Older generations are right about the spiritual cost: even when it “worked,” it hollowed you out.
The house and pension were never free.
They were purchased with aliveness.
The full truth: the script was always a bad deal.
For one generation, it delivered material safety at the cost of the soul.
For the next, it delivers neither.
And instead of blaming the script, generations blame each other.
What now
Seeing the script for what it is doesn’t make life easier.
It makes it harder.
Because leaving the script doesn’t hand you a new one.
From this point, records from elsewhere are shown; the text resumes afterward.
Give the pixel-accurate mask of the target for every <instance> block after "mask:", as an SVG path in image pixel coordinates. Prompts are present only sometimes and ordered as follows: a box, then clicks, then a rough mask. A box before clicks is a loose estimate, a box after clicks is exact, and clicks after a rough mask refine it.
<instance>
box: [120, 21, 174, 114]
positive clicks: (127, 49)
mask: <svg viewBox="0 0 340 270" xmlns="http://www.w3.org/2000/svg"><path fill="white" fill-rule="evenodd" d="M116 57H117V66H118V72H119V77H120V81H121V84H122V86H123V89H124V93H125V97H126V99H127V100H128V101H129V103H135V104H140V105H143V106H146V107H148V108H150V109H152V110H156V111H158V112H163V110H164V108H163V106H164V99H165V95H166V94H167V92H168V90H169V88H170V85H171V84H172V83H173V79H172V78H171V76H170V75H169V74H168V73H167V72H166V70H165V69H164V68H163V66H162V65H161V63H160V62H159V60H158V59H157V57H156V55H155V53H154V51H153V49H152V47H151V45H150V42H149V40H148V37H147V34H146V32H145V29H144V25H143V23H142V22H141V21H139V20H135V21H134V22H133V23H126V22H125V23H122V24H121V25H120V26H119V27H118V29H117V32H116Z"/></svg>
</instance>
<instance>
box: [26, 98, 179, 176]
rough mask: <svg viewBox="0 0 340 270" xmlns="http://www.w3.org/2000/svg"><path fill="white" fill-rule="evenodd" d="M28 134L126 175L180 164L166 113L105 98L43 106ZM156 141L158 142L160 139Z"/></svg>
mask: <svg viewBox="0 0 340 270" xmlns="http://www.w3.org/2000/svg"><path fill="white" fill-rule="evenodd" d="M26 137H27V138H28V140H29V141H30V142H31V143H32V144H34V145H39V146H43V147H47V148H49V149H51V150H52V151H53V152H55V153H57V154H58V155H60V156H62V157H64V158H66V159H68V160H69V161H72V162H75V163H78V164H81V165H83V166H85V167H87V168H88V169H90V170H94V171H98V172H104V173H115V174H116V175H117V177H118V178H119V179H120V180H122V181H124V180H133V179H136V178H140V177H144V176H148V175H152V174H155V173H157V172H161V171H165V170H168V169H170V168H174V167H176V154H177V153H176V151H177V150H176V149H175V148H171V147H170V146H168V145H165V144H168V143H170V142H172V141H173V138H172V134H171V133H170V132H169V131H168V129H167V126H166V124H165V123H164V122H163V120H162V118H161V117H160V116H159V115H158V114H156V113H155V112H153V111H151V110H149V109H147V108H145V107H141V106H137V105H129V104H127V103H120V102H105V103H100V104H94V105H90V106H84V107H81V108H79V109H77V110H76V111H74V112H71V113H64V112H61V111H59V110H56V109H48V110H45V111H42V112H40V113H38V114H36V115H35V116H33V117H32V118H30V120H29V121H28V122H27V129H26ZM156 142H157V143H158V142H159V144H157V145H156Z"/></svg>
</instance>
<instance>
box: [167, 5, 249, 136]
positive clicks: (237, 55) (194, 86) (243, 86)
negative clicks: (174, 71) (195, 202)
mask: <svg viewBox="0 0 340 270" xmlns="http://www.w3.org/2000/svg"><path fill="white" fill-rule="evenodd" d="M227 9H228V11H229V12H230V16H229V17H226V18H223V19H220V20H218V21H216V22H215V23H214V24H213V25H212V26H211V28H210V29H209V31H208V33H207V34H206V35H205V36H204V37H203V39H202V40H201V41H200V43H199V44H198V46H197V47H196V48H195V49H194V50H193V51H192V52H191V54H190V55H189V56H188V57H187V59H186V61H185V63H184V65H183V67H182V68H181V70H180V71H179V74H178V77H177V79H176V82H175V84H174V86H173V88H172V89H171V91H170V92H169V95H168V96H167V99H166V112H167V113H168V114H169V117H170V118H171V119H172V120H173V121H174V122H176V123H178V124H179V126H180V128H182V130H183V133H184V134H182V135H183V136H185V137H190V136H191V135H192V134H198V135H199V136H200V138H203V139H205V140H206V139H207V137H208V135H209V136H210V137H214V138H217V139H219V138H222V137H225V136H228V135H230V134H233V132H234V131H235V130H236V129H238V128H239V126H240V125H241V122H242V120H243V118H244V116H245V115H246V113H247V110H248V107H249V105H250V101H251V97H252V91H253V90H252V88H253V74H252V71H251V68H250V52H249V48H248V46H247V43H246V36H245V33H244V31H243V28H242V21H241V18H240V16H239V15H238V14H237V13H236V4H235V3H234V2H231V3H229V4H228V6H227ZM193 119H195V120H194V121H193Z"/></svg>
It leaves you blank. Uncertain. Alive.
Blankness is terrifying. Safer to keep performing.
But what now means refusing the copy even when it leaves you exposed.
Testing whether love, safety, meaning, belonging can exist without the script to prop them up.
There are no guarantees.
You can still fail. You can still lose.
But at least you lose in reality, not in simulation.
At least the attempt is yours.
Living outside the simulation isn’t a five-step plan.
It looks like:
- presence instead of performance
- directness instead of substitution
- uncertainty instead of guarantees
- belonging by choice instead of compliance
- aliveness instead of waiting
If I invited you to trade your real life for a shitty simulation of life, you’d reject me instantly.
And yet that’s the bargain most people make every day.
This piece explores the gap between the life we were sold and the life we’re actually living.